37. Başvurucular; ihtiyati haczin kaldırılması
kararının tebliğinden itibaren otuz gün içinde değil, Dairenin 27/4/2017
tarihindeki onama kararından sonra 18/7/2017 tarihinde bireysel başvuruda
bulunmuştur. Buna karşın başvurucuların ihtiyati haczin kaldırılmasından sonra
bireysel başvuruda bulunmaları beklenecektir. Şöyle ki başvurucuların şikâyete
konu ettikleri ihtiyati haczin uzun sürmesi nedeniyle uğradıkları zararın
giderimine ilişkin herhangi bir hukuk yolu mevcut değildir (benzer yöndeki
değerlendirmeler için bkz. Hesna Funda Baltalı ve Baltalı Gıda Hayvancılık
San. ve Tic. Ltd. Şti., §§ 60-63; İbrahim Geçer, §§ 47-49).

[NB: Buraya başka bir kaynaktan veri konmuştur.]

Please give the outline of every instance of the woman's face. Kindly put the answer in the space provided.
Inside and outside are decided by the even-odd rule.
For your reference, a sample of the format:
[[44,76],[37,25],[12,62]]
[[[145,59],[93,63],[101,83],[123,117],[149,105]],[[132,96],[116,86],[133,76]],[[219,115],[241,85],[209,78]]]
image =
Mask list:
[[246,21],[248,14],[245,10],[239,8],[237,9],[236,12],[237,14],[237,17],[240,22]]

Dolaysısıyla başvurucular yönünden artık kaldırılmış bir ihtiyati haciz kararı
sonrasında nihai kararın beklenmesini gerektirir bir neden kalmamıştır.
38. Tüm bu hususlar gözönüne alındığında; ihtiyati haczin
kaldırılmasına ilişkin ek kararın başvurucular vekiline tebliğ edildiği
24/2/2017 tarihinden itibaren otuz gün içinde bireysel başvuruda bulunulması
gerekirken, bu süre geçtikten sonra 18/7/2017 tarihinde bireysel başvuruda
bulunulduğu anlaşılmıştır.
39. Açıklanan gerekçelerle başvurunun bu kısmının diğer
kabul edilebilirlik koşulları yönünden incelenmeksizin süre aşımı nedeniyle
kabul edilemez olduğuna karar verilmesi gerekir.
VI. HÜKÜM
Açıklanan gerekçelerle;
A. 1. Makul sürede yargılanma hakkının ihlal edildiğine
ilişkin iddianın başvuru yollarının tüketilmemesi nedeniyle KABUL
EDİLEMEZ OLDUĞUNA,
2. Mülkiyet hakkının ihlal edildiğine ilişkin iddianın süre
aşımı nedeniyle KABUL EDİLEMEZ OLDUĞUNA,
B. Yargılama giderlerinin başvurucular üzerinde
BIRAKILMASINA 18/11/2020 tarihinde OYBİRLİĞİYLE karar verildi.